Quarry in North Yorkshire, England

Wensley Quarry is an active limestone quarry near to Preston-under-Scar, North Yorkshire, England. Products from the quarry include industrial carbonate, crushed rock aggregate, and agricultural lime. The quarry used to send out regular trainloads of sinter dust to the steelworks on Teesside until 1992, when the railway loading point closed.

== History ==
Wensley Quarry did not start producing limestone until 1947, however, the adjacent quarry (Redmire Quarry) was sending out industrial lime as sinter dust to the ironworks on Teesside since 1912. When Redmire closed in 1992, Wensley Quarry increased its output of industrial carbonate, though it had been producing this commodity for British Steel in the 1970s and 1980s anyway. All of Wensley Quarry's current output goes by lorry along what is known locally as the Tank Road, but that from Redmire was taken by an aerial ropeway to the loading sidings at railway station to be moved to Teesside via Wensleydale Railway until the loading point closed in 1992.

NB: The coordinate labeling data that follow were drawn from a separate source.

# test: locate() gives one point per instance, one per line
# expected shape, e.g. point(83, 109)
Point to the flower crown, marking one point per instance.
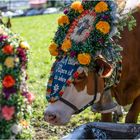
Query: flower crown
point(84, 30)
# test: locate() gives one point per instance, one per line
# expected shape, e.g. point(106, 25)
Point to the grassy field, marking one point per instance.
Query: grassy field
point(39, 31)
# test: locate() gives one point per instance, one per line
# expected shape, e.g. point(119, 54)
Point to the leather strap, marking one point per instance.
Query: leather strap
point(77, 111)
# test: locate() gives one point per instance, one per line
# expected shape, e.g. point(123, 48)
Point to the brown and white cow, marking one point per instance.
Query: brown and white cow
point(127, 92)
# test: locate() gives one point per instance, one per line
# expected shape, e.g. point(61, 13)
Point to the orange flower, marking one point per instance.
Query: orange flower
point(77, 6)
point(84, 58)
point(66, 45)
point(103, 27)
point(53, 49)
point(24, 123)
point(101, 7)
point(8, 49)
point(8, 81)
point(9, 62)
point(63, 20)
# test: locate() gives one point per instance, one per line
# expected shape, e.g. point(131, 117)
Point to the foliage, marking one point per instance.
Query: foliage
point(14, 97)
point(43, 29)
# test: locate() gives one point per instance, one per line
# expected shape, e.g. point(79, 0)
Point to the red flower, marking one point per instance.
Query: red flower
point(30, 97)
point(8, 49)
point(8, 81)
point(68, 82)
point(76, 74)
point(8, 112)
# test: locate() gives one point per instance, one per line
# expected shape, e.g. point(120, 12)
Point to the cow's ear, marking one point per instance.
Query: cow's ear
point(103, 68)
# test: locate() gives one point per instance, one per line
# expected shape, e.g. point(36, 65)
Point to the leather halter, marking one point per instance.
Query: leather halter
point(77, 111)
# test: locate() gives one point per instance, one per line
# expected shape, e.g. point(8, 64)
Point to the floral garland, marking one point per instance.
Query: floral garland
point(85, 32)
point(15, 99)
point(100, 23)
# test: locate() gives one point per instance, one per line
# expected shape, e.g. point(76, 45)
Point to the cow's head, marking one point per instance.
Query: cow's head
point(79, 40)
point(74, 84)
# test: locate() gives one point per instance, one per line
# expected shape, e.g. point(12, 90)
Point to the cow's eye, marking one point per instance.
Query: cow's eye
point(80, 78)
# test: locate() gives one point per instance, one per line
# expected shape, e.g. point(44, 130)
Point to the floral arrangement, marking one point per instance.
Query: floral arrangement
point(85, 33)
point(15, 99)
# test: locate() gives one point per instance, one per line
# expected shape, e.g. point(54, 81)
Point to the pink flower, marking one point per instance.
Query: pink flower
point(8, 112)
point(30, 97)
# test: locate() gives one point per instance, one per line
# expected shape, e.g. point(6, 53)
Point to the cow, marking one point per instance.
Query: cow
point(127, 92)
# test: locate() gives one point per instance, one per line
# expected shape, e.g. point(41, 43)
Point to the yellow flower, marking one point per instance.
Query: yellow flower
point(66, 45)
point(24, 123)
point(9, 62)
point(77, 6)
point(24, 45)
point(84, 58)
point(103, 27)
point(101, 7)
point(63, 20)
point(53, 49)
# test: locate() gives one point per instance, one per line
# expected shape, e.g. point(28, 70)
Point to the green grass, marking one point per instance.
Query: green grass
point(39, 31)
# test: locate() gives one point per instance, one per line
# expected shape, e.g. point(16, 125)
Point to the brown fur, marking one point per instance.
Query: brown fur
point(128, 90)
point(129, 87)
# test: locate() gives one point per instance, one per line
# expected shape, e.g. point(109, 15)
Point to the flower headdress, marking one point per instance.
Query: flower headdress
point(85, 34)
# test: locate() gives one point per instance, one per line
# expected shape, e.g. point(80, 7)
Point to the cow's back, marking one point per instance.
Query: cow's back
point(129, 87)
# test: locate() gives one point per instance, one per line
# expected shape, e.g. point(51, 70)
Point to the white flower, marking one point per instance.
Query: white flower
point(16, 129)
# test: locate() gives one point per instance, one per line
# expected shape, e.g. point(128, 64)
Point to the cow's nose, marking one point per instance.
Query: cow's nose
point(51, 117)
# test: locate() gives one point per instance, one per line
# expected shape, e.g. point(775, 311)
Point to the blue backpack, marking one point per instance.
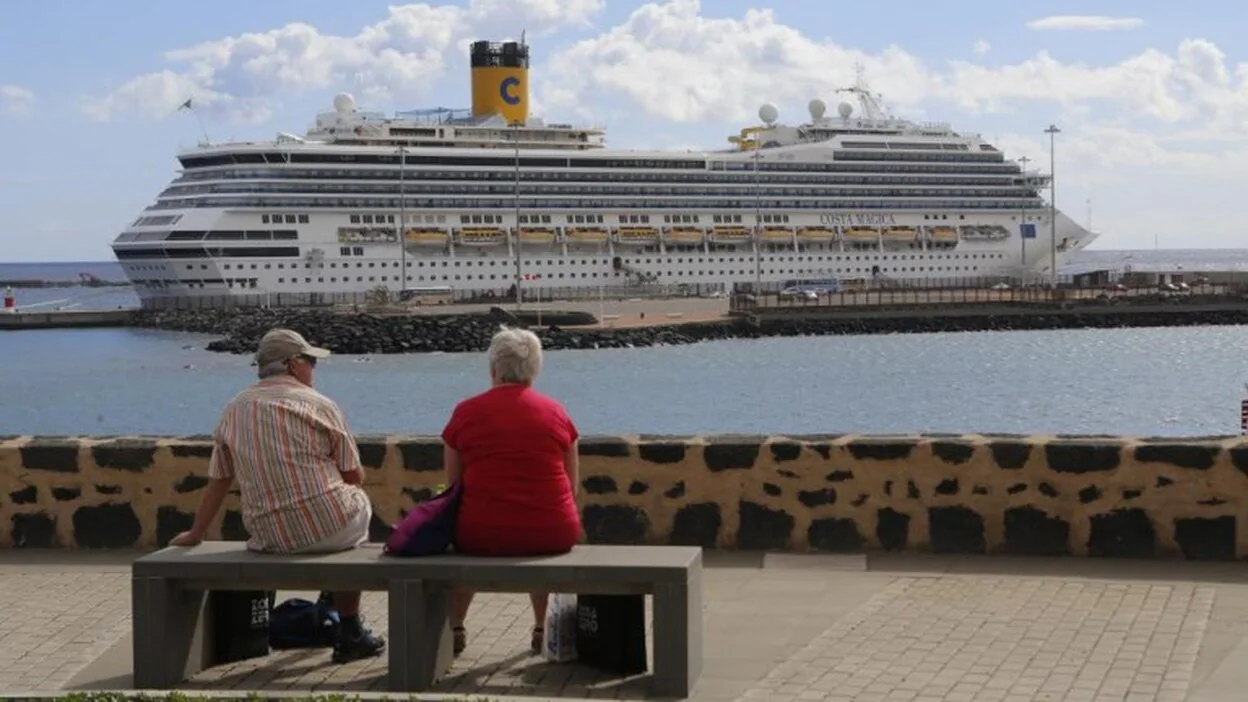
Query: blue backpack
point(298, 623)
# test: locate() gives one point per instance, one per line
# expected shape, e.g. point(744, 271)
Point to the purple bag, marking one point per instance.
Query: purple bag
point(428, 528)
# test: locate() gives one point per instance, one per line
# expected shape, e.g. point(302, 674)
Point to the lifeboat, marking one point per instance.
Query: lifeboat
point(860, 234)
point(900, 234)
point(639, 235)
point(776, 235)
point(730, 234)
point(426, 236)
point(684, 235)
point(537, 235)
point(815, 234)
point(587, 235)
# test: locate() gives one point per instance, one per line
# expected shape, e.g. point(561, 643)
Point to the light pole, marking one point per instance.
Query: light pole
point(1052, 131)
point(1022, 220)
point(402, 221)
point(516, 143)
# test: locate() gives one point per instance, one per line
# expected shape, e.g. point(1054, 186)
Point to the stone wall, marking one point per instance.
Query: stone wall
point(972, 494)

Wensley Quarry covers 124 hectare, and is 1 km north of the village of Preston-under-Scar. The quarry lies outside the Yorkshire Dales National Park, with the park boundaries being about 1.5 km to the west, north, and south. The quarry is at an altitude of 300 m above sea level and works a carboniferous limestone of the Alston Formation, producing rock for aggregate, industrial carbonate, and agricultural lime.

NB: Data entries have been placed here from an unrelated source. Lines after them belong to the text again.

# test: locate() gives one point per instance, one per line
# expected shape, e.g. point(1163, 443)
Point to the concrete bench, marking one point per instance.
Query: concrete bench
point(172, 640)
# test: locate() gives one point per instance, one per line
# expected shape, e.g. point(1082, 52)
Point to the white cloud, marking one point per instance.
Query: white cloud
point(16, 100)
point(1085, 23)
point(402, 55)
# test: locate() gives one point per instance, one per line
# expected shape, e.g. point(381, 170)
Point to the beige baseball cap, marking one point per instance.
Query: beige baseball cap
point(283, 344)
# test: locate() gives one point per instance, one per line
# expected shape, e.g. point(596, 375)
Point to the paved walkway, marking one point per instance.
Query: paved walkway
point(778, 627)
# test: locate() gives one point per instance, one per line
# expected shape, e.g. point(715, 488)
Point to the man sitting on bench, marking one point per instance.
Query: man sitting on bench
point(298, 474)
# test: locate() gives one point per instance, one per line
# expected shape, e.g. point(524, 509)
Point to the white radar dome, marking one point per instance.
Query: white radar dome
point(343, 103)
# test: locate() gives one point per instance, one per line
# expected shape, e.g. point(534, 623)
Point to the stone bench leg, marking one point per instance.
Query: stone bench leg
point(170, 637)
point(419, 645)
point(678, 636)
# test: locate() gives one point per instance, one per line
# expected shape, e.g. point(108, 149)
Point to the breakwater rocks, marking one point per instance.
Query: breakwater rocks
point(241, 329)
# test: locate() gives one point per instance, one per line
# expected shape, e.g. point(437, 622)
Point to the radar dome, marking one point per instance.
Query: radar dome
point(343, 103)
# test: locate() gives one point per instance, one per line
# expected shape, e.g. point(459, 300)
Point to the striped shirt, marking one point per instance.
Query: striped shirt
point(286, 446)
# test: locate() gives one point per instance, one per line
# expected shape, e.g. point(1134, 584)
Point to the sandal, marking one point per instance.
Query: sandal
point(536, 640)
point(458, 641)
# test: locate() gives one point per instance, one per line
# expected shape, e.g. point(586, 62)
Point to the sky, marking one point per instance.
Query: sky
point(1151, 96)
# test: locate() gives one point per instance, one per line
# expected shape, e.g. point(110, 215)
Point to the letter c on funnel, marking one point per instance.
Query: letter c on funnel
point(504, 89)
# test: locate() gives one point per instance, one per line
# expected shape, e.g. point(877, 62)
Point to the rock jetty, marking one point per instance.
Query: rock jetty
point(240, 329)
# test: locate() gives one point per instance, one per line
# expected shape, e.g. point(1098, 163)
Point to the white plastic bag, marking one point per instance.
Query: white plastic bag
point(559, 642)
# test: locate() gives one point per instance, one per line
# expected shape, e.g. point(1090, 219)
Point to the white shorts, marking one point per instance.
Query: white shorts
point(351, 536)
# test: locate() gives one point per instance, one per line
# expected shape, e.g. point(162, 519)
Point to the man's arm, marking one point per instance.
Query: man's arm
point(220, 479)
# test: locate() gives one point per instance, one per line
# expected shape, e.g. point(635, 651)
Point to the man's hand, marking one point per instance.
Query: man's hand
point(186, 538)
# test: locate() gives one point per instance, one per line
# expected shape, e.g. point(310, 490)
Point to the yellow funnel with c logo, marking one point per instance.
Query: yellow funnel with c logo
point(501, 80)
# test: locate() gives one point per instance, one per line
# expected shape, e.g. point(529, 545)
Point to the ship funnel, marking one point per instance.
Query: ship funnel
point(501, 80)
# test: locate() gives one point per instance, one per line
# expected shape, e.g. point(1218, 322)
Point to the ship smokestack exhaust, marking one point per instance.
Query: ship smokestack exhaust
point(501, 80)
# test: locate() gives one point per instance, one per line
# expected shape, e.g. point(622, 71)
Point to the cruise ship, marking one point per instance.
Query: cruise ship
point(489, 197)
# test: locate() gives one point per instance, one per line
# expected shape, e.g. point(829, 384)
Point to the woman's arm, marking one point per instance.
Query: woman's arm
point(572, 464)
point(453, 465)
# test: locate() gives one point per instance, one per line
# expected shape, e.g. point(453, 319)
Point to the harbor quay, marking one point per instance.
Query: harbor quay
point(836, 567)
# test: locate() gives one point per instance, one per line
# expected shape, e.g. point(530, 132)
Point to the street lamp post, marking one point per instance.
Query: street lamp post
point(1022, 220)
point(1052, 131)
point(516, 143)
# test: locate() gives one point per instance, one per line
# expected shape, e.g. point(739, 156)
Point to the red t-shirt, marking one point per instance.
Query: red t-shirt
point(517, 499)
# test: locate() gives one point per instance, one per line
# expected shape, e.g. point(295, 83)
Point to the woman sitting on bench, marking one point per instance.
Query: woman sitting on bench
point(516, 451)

Whilst many limestone workings have historically been active in the area, Wensley Quarry was not developed until the 20th century, with planning permission granted in 1947. The permission covers an area of 322 hectare and had no time limit, something which prompted the residents of nearby Preston-under-Scar to clarify through an appeals process. A decision from the House of Lords means that a section of the quarry is free from being developed as part of the workings. The owners of the quarry (Tarmac) have permission to work the quarry face until 2042, though they have submitted an application to work the quarry site until 2053. English Nature and the local parish councils have raised concerns about the quarry as it borders the Lovely Seat SSSI to the north.

The quarry produces around 450,000 tonne of limestone per year.